За окном догорает багряный закат.
Ну так что?! Ну и пусть! И какое мне дело,
Если даже последний закат догорит…
Журавли улетели, журавли улетели.
Только я с перебитым крылом позабыт
Судьба во всем большую роль играет
Судьба во всем большую роль играет,
И от судьбы ты далёко не уйдешь.
Она тобою повсюду управляет:
Куда велит, туда покорно ты идешь.
Огни притона заманчиво мерцают.
И трубы джаза так жалобно поют.
Там за столом мужчины совесть пропивают
А дамы пивом заливают свою грудь.
И там в углу сидел один угрюмый
В костюме сером и кожаном пальто.
Он молод был, но жизнь его разбита.
В притон заброшен был своею он судьбой.
Малютка рос, и мать его кормила,
Сама не съест, а все для сына берегла.
С рукой протянутой на паперти стояла,
Дрожа от холода, в лохмотьях, без платка.

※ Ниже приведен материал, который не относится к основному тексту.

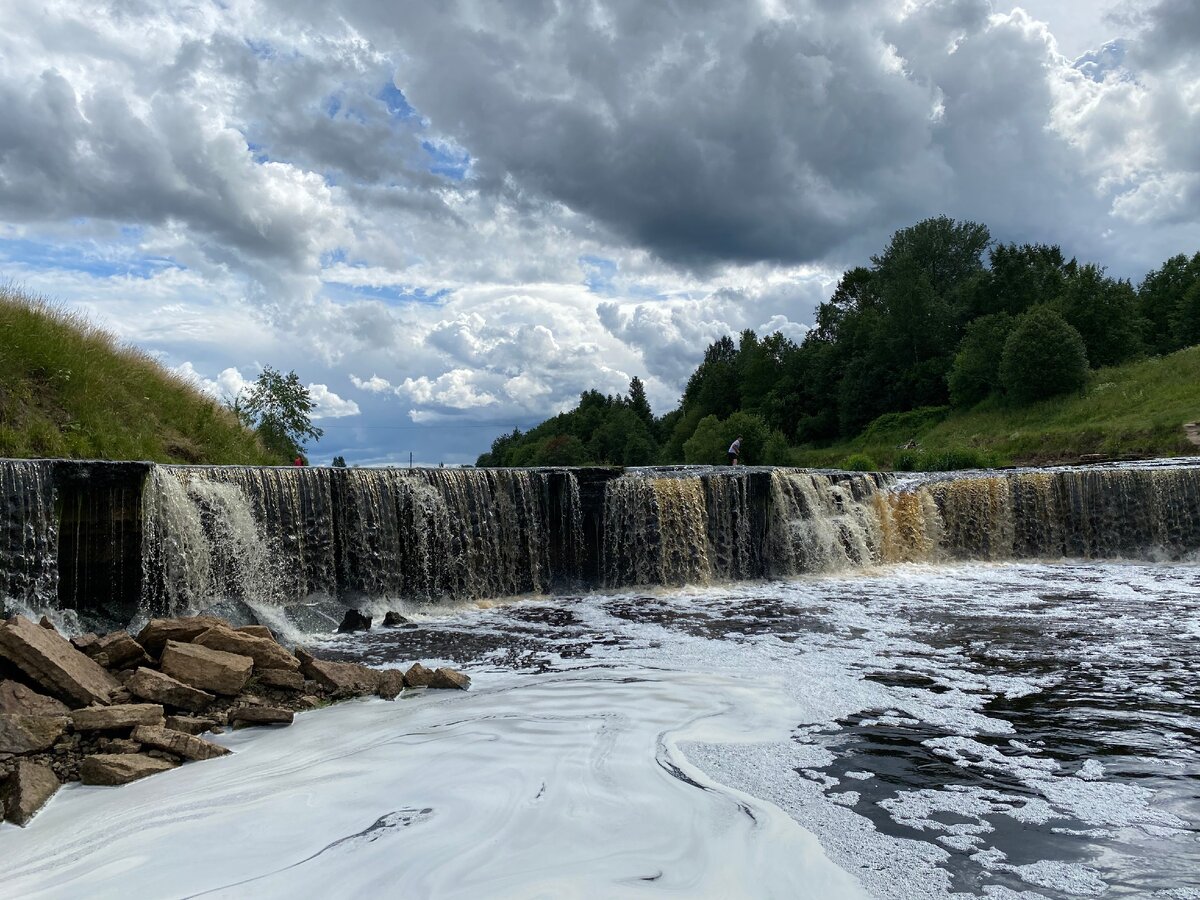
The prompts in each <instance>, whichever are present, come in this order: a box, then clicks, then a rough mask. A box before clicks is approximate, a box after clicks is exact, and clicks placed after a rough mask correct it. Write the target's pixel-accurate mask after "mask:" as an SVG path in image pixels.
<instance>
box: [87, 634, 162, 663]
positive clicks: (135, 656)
mask: <svg viewBox="0 0 1200 900" xmlns="http://www.w3.org/2000/svg"><path fill="white" fill-rule="evenodd" d="M83 652H84V653H85V654H88V655H89V656H91V658H92V659H94V660H96V662H98V664H100V665H102V666H103V667H104V668H127V667H130V666H131V665H132V664H134V662H136V664H139V665H140V664H143V662H150V656H148V655H146V652H145V648H144V647H143V646H142V644H139V643H138V642H137V641H134V640H133V638H132V637H130V635H128V632H127V631H114V632H113V634H110V635H104V636H103V637H101V638H100V640H98V641H95V642H94V643H90V644H88V647H85V648H83Z"/></svg>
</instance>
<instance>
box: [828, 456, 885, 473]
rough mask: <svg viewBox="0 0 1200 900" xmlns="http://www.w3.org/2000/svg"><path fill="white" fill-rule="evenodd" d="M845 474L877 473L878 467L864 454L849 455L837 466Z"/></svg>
mask: <svg viewBox="0 0 1200 900" xmlns="http://www.w3.org/2000/svg"><path fill="white" fill-rule="evenodd" d="M838 468H839V469H845V470H846V472H878V470H880V466H878V463H877V462H875V460H872V458H871V457H870V456H868V455H866V454H851V455H850V456H847V457H846V458H845V460H842V461H841V463H839V466H838Z"/></svg>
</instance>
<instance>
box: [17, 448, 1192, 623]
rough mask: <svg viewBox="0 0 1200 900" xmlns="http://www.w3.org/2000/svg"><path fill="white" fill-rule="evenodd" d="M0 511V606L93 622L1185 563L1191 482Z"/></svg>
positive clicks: (979, 472)
mask: <svg viewBox="0 0 1200 900" xmlns="http://www.w3.org/2000/svg"><path fill="white" fill-rule="evenodd" d="M0 503H2V506H0V602H2V605H4V607H5V608H6V610H17V608H20V610H25V611H30V612H36V611H44V612H52V613H54V612H62V613H67V612H70V611H76V612H78V613H79V614H84V616H86V614H92V616H95V617H96V618H98V619H101V620H122V619H124V620H128V619H131V618H133V617H136V616H139V614H162V613H181V612H187V611H194V610H200V608H208V607H211V606H214V605H222V604H226V605H228V604H234V605H238V604H241V605H245V606H250V607H251V608H252V610H253V611H254V614H256V616H257V614H259V612H260V611H263V610H264V608H265V607H270V608H271V610H274V611H276V612H280V611H283V610H288V608H296V607H299V606H304V605H312V604H334V602H338V604H349V602H353V604H360V602H364V601H366V602H376V601H378V602H380V604H397V602H398V604H404V602H442V601H448V600H480V599H486V598H500V596H515V595H523V594H538V593H551V592H564V590H576V589H583V588H593V587H601V586H604V587H610V588H624V587H629V586H637V584H666V586H680V584H703V583H708V582H714V581H738V580H748V578H763V577H768V578H769V577H792V576H799V575H806V574H821V572H830V571H840V570H856V569H864V568H869V566H872V565H880V564H893V563H940V562H949V560H972V559H974V560H1008V559H1033V558H1040V559H1062V558H1087V559H1117V558H1124V559H1150V560H1177V559H1196V558H1198V554H1200V466H1194V464H1180V463H1172V464H1165V466H1154V467H1136V466H1132V467H1093V468H1079V469H1040V470H1032V469H1031V470H1012V472H977V473H964V474H953V475H952V474H944V473H943V474H936V475H919V476H918V475H913V476H904V478H902V479H896V478H894V476H890V475H872V474H860V473H838V472H810V470H803V469H768V468H743V467H738V468H732V467H730V468H716V469H710V468H671V469H630V470H619V469H600V468H596V469H470V468H468V469H442V468H438V469H422V468H416V469H328V468H307V467H287V468H251V467H203V466H197V467H193V466H155V464H151V463H100V462H74V461H62V460H60V461H0ZM271 614H272V616H274V614H276V613H275V612H272V613H271Z"/></svg>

Вот сын возрос, с ворами он сознался.
Стал пить-кутить, ночами дома не бывать,
И жизнь повел в притонах и шалманах,
И позабыл он про свою старуху мать.
А мать больная лежит в сыром подвале.
Болит у матери надорванная грудь.
Она лежит в нетопленном подвале,
Не в силах руку за копейкой протянуть.
Вот скрип дверей — и двери отворились.
Вошел в костюме и кожаном пальто,
Стал на порог, сказал лишь: «Здравствуй, мама!»
И больше вымолвить не смог он ничего.
А мать на локте немного приподнялась,
Глаза опухшие на сына подняла:
«Ты, сын, пришел проведать свою маму,
Так оставайся же со мною навсегда»
«Нет, мама, нет, с тобой я не останусь,
Ведь мы судьбою навек разлучены:
Я — вор-убийца, чужой обрызган кровью,
Я — атаман среди разбойничьей семьи»
И он ушел, по-прежнему угрюмый,
Чтоб жизнь пропащую в шалманах прожигать.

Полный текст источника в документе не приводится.